Mondragon Componentes will be presenting its Kitchen-Eye at the Global Innovation Day 2021
Javier Aranceta, Innovation Manager at Mondragon Componentes and the Stirling Centre, will take part on November the 3rd in the Global Innovation Day 2021, an event promoted by Innobasque, the Basque Innovation Agency, which every year aims to highlight the innovative work carried out in the Basque Country.
The tenth edition of the Global Innovation Day 2021 will be streamed on November the 3rd, and can be followed on the web: https://www.innobasque.eus/microsite/global-innovation-day-2021/
According to the scheduled programme, the six most relevant cases among the more than one hundred will be presented live, being one of them be the project developed by Mondragon Componentes, to be presented by Javier Aranceta, Innovation Manager of the company.
Kitchen Eye
According to the World Health Organisation, almost 200 million people worldwide (around 30 million in Europe and more than 300,000 in Spain) live with a significant visual disability. The project developed by Mondragon Componentes aims to provide a response to this target group, and does so through innovation.
What was the challenge you faced?
Our challenge was to solve a critical issue for a not so small part of the society. We may not be aware of it, but one of the first things that happens to a visually disabled person is to no longer cook. Therefore, one of the most necessary and interesting activities that we humans do is removed from their lives. Cooking allows us to take care of our health and the health of our relatives, contributes to the development and sustainability of the environment by consuming local products and connects us with our best family memories.
However, for this relevant group of people such activity is very limited, and even more so with current household appliances, where designs of worktops, for instance, have evolved, giving priority to minimalist aesthetics and a functionality that is more oriented towards the ease of cleaning than to universal usability. And beware, because this poor functionality not only affects people with visual disabilities, but also collectives with fine motor skills, so the target audience of the project is multiplied.
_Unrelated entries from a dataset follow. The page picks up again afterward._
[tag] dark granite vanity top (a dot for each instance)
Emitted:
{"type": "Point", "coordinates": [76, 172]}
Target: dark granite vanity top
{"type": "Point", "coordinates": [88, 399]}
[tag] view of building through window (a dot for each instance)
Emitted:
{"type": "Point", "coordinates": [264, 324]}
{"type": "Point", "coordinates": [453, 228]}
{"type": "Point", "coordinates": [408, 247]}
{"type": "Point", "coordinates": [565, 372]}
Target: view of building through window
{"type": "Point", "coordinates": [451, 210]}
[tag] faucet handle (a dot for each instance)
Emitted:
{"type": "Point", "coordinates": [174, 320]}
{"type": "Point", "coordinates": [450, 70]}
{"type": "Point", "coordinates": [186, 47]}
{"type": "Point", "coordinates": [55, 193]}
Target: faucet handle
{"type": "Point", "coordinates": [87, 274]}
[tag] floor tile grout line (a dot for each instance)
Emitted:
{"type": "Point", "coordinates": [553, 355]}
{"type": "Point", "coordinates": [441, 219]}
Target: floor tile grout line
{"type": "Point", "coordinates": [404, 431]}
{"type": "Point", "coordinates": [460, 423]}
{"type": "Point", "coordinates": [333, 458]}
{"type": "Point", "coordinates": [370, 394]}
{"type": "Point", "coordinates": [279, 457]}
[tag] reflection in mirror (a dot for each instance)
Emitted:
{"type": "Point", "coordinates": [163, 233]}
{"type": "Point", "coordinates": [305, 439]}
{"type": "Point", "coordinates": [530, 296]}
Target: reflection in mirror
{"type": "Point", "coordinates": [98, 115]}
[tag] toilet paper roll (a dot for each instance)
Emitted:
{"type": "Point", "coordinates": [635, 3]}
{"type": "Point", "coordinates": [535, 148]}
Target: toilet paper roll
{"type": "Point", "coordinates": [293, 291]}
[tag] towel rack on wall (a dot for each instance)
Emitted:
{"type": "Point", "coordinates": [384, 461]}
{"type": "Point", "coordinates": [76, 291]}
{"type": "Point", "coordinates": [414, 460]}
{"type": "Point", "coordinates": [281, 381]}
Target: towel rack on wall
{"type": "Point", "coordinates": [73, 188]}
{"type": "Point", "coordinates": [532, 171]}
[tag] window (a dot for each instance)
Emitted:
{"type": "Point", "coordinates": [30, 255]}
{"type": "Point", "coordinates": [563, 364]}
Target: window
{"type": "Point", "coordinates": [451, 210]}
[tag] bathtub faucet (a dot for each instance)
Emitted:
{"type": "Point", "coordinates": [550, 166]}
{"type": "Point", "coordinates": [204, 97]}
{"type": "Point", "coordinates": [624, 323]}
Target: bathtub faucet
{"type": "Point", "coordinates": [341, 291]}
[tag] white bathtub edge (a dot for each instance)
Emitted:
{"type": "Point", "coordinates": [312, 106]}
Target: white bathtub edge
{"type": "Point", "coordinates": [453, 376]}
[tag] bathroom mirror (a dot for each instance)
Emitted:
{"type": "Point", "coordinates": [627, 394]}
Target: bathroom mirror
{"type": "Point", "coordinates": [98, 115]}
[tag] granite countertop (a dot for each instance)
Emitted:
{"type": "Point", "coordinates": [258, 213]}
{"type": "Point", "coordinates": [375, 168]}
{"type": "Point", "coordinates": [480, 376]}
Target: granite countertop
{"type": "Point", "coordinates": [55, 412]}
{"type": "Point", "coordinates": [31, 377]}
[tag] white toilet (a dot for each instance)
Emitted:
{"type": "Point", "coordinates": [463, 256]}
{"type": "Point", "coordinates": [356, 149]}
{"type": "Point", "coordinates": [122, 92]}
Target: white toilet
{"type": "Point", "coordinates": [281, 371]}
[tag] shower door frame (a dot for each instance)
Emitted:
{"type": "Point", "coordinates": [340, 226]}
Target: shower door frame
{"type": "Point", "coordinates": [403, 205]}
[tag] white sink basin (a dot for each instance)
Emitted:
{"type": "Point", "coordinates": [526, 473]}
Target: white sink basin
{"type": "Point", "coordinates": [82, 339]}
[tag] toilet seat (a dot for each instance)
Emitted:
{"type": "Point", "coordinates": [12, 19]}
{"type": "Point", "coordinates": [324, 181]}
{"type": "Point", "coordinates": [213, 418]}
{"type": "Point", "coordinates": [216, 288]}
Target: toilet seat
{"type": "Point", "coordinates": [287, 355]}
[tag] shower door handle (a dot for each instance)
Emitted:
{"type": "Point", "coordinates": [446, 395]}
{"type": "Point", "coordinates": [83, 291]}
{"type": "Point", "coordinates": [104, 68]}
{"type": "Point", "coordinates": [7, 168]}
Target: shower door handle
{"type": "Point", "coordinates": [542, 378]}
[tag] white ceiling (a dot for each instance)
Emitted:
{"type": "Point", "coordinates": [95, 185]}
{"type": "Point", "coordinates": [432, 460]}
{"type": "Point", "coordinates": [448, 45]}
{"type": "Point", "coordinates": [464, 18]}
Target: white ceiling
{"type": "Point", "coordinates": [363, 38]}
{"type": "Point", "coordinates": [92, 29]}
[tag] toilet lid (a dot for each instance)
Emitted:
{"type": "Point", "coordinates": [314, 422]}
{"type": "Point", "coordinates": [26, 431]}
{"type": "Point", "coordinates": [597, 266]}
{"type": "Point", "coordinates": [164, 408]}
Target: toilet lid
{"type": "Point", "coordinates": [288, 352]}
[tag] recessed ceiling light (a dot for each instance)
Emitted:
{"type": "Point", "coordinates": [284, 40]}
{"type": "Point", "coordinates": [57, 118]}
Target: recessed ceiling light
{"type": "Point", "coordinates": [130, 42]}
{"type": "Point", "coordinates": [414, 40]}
I also understand that you needed to develop a product that would meet the very particular needs of this group but that would not entail excessive cost overruns nor limit its use by non-affected groups living together in the same family unit. How have you been able to find a solution to such a complex issue?
The answer is directly by innovating. We basically realised that these groups had other means of communication that allowed them to carry out their lives, such as voice, gestures, or hearing. These were communication channels they could use, but which were not available for these groups. In general, the worktops or the electrical appliances were not prepared to interpret these communication channels. So the solution came by incorporating these interaction channels into our worktops.
We began intensively working with organisations that gave us visibility on various viewpoints, generating an innovative collaborative process. We have involved 3 types of entities in the process:
1.- Entities that could be called “social” such as ONCE, Begisare, Cocinar a Ciegas or, recently, GSR.
2.- Industrial entities that have provided us their knowledge and manufacturing capabilities, such as Eika, Copreci, Fagor Electrónica or Sareteknika.
3.- The invaluable support of ACEDE, the household cluster, acting as a greaser and facilitator of many tasks that are of a complex definition.
Summarising, the solution to the problem came from a collaborative innovative process.
What was the final product you developed?
The final result of the innovation is a worktop that incorporates the latest communication technologies, both gestural and voice, through a device we call Kitchen-Eye. It also includes a patented process that can replace the entire worktop control panel with a single element whose main function is to enable communication between the disabled person and the worktop, always in compliance with the strict regulations that apply to these devices.
And this is our solution, made possible thanks to the contribution of R&D entities, coordinated by our innovation unit at the Stirling Centre, and with the support of the University of Mondragón and the University of the Basque Country, which is already undertaking the first stages of putting our product on the market.